Комендант – подполковник Текинского полка Эргардт – немедленно провел приехавшего к Корнилову. Кусонский, представившись, подчеркнуто, с чуть заметной аффектацией доложил:
– Через четыре часа Могилев будет сдан Ставкой без боя. Генерал Духонин приказал вам передать, что всем заключенным необходимо сейчас же покинуть Быхов.
Расспросив Кусонского о положении в Могилеве, Корнилов пригласил подполковника Эргардта. Тяжело опираясь пальцами левой руки о край стола, сказал:
– Немедленно освободите генералов. Текинцам изготовиться к выступлению к двенадцати часам ночи. Я иду с полком.
Весь день в походной кузне хрипели, задыхаясь, мехи, рдяно горел раскаленный уголь, звенели молотки, у станков зло визжали кони. Текинцы на полный круг ковали лошадей, чинили сбрую, чистили винтовки, готовились.
Днем генералы поодиночке покинули место заключения.
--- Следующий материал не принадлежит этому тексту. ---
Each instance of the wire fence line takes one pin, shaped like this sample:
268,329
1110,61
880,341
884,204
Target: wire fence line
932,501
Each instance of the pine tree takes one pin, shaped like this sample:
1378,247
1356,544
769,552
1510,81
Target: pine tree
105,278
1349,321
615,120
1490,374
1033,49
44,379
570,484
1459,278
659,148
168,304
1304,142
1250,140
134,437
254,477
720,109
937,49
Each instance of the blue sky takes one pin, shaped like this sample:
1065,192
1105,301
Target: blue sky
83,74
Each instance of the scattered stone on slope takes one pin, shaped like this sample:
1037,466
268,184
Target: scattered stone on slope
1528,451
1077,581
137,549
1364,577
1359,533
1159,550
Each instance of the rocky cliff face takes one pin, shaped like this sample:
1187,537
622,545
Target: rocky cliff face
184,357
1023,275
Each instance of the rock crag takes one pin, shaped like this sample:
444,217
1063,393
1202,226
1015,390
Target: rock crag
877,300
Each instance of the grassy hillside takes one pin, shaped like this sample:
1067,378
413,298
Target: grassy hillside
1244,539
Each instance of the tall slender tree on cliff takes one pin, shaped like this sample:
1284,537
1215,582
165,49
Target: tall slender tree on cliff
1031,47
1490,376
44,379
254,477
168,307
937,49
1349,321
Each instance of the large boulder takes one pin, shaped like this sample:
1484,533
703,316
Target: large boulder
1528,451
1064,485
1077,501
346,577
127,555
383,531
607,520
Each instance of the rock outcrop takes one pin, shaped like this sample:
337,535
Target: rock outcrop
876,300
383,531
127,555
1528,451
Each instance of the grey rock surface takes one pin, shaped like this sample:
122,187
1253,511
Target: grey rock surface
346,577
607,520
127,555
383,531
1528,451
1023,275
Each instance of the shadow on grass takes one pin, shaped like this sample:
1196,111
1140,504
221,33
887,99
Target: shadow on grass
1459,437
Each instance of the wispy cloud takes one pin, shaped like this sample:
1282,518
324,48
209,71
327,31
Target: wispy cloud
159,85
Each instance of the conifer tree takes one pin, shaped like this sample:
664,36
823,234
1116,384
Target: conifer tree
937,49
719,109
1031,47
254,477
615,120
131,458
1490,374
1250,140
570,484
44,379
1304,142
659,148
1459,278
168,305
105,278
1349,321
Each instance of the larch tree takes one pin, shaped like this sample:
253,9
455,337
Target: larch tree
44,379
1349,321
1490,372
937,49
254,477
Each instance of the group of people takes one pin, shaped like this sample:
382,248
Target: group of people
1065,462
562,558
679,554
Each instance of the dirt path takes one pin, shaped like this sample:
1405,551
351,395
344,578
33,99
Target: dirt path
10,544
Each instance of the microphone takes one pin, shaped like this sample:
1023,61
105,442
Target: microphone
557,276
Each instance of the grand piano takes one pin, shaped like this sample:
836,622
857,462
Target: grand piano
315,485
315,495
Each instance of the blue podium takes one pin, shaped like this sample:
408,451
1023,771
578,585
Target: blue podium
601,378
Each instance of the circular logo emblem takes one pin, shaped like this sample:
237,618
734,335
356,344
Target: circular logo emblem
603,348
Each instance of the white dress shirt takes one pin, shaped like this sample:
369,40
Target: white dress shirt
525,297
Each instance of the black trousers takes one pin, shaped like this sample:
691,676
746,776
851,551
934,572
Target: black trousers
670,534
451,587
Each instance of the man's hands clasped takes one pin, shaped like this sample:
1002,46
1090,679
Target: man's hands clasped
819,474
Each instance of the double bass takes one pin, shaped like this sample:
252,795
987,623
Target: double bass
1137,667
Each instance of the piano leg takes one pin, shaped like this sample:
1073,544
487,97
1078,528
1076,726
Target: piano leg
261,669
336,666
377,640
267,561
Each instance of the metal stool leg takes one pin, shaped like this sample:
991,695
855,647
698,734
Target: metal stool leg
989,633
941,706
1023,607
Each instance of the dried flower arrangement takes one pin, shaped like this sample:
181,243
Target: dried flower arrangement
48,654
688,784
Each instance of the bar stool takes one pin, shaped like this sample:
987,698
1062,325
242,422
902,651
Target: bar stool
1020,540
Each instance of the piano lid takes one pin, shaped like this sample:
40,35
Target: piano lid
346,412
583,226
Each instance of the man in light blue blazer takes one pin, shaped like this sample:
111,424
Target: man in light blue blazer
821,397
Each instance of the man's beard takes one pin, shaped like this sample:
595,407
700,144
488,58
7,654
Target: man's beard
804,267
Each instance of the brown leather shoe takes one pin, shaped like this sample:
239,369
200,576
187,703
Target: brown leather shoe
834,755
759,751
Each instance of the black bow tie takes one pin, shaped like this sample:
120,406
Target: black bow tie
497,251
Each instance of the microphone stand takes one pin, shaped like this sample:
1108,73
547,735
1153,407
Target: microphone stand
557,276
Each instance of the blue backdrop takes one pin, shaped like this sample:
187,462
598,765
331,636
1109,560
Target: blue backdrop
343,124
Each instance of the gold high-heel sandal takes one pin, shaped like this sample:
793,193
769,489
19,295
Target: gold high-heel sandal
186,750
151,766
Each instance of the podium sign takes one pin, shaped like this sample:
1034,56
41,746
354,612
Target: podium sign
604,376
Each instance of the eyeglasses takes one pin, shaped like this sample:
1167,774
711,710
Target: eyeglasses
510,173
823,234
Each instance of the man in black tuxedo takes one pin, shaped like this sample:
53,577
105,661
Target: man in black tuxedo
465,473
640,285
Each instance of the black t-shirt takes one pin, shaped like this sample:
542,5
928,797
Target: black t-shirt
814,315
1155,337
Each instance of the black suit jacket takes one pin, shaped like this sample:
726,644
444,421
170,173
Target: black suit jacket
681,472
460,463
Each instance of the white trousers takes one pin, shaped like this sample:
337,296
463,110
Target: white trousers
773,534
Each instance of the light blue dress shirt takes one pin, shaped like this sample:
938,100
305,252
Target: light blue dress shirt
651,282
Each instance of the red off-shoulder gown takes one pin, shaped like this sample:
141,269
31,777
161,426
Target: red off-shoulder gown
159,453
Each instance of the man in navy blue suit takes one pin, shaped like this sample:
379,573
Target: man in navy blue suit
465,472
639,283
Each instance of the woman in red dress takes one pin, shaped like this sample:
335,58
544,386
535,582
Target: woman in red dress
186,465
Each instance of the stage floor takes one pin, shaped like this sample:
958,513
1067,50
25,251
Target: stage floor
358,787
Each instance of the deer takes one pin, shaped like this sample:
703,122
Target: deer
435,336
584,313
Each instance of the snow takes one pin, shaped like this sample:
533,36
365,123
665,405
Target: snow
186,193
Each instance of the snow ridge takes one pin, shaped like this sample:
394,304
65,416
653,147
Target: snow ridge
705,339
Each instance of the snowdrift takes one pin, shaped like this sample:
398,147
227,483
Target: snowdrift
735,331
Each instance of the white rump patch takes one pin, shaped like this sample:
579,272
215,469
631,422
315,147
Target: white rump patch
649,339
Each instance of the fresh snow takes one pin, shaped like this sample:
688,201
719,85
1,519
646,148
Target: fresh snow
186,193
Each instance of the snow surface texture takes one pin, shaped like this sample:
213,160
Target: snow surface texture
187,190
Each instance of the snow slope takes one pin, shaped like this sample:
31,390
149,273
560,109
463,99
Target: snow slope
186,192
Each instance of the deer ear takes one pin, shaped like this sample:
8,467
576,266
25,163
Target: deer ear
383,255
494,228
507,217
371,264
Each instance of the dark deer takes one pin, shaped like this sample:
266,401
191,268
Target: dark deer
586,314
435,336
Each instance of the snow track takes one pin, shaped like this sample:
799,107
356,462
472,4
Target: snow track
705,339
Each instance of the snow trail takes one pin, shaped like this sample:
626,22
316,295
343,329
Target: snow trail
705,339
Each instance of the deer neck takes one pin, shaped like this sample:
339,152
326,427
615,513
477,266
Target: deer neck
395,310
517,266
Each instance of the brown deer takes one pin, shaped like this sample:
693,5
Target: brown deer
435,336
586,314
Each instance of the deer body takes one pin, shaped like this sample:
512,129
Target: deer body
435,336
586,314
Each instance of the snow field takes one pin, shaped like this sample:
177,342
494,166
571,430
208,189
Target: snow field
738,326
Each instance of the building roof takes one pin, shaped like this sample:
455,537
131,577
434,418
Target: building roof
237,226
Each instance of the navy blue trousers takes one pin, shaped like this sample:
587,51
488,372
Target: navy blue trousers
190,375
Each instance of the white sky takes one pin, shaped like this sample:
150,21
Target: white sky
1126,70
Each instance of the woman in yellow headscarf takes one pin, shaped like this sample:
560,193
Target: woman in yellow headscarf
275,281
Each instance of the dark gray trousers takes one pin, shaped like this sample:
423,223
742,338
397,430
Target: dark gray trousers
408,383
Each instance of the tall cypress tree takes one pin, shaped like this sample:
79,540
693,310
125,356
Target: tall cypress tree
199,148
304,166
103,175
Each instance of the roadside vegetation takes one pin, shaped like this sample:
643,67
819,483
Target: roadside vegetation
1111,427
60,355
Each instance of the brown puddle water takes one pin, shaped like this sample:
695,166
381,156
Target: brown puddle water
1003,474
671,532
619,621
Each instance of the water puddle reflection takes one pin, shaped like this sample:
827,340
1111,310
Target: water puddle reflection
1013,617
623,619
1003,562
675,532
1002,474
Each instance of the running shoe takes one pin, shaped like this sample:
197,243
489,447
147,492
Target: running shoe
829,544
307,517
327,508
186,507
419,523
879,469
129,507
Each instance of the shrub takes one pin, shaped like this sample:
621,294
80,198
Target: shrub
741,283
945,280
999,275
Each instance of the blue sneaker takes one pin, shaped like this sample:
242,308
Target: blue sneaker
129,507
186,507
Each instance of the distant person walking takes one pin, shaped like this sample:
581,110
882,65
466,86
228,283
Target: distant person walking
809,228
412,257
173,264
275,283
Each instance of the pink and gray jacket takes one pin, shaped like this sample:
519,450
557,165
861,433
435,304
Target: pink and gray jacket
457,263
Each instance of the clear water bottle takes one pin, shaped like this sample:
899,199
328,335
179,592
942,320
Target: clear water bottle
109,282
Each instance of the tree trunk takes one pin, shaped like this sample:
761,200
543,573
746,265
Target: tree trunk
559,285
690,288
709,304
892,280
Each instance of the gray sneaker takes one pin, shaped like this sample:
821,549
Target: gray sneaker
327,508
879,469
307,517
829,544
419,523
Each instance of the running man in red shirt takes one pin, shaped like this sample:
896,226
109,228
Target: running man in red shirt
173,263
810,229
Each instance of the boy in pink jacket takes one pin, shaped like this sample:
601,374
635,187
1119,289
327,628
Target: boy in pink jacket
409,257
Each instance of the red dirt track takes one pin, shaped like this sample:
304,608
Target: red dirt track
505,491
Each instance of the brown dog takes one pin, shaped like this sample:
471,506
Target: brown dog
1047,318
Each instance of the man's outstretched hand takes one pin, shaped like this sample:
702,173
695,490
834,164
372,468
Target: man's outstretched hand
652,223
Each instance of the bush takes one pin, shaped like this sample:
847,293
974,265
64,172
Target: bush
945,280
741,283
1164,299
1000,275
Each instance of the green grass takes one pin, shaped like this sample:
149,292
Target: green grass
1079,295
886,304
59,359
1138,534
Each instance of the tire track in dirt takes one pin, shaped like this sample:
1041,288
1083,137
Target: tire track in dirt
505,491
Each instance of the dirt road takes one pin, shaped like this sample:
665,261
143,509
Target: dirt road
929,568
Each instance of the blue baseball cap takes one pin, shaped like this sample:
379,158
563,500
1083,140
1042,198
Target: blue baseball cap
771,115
А в волчью, глухую полночь, когда маленький провинциальный городишко, затушив огни, спал беспросыпно крепко, со двора быховской гимназии, по три в ряд, стали выезжать всадники. Вороненые силуэты их рельефно, как вылепленные, маячили на фоне стального неба. Всадники, похожие на нахохленных черных птиц, ехали, надвинув высокие папахи, зябко горбились в седлах, кутали в башлыки маслено-смуглые лица. В середине полковой колонны, рядом с командиром полка, полковником Кюгельгеном, на высоком поджаром коне сутуло качался Корнилов. Он морщился от холодного, плутавшего по быховским улочкам ветра, щурил узенькие прорези глаз на морозное вызвездившееся небо.
Воркующий чокот свежекованых конских копыт несся по улицам и заглох на окраине.
XXI
Полк отступал вторые сутки. Медленно, с боями, но отступал. По возвышенным грунтовым дорогам тянулись обозы русской и румынской армий. Объединенные австро-германские части охватывали отступавших глубоким фланговым обходом, пытались сомкнуть кольцо.
К вечеру стало известно, что 12-му полку и соседней с ним румынской бригаде грозит окружение. Противник на закате солнца выбил румын из деревни Ховинески и уже продвинулся до высот «480», что граничат с Голшским перевалом.
Ночью 12-й полк, подкрепленный батареей конно-горного дивизиона, получил приказ занять позиции в низовьях Голшской долины. Полк, выставив сторожевое охранение, приготовился к встречному бою.
В эту ночь Мишка Кошевой и хуторянин его, чурбаковатый Алексей Бешняк, были в секрете. Таились в ярке возле покинутого обвалившегося колодца, вдыхая разреженный морозом воздух. По облачному мохнатому небу изредка протекала припозднившаяся стайка диких гусей, сторожкими криками отмечавшая свое направление. Кошевой, с досадой вспоминая, что курить нельзя, тихо шелестел:
– Чуднáя жизнь, Алексей!.. Ходют люди ощупкой, как слепые, сходются и расходются, иной раз топчут один одного… Поживешь вот так, возле смерти, и диковинно становится, на что вся эта мура? По-моему, страшней людской середки ничего на свете нету, ничем ты ее до дна не просветишь… Вот я зараз лежу с тобой, а не знаю, об чем ты думаешь, и сроду не узнаю, и какая у тебя сзади легла жизня – не знаю, а ты обо мне не знаешь… Может, я тебя зараз убить хочу, а ты вот мне сухарь даешь, ничего не подозреваешь… Люди про себя мало знают. Был я летом в госпитале. Рядом со мной солдат лежал, московский родом. Так он все дивовался, пытал, как казаки живут, что да чего. Они думают – у казака одна плетка, думают – дикой казак и замест души у него бутылошная склянка, а ить мы такие же люди: и баб так же любим, и девок милуем, своему горю плачем, чужой радости не радуемся… Ты как, Алешка? Я, парень, жадный до жизни стал – как вспомню, сколько на свете красивых баб, аж сердце защемит! Вздумаю, что мне их всех сроду не придется облюбить, – и кричать хочу с тоски! Такой я нежный до баб стал, что каждую бы до болятки миловал… Крыл бы и летучую и катучую, лишь бы красивая была… А то тоже с большого ума приладили жизню: всучут одну тебе до смерти – и мусоль ее… нешто не надоисть? Ишо воевать вздумали, и так…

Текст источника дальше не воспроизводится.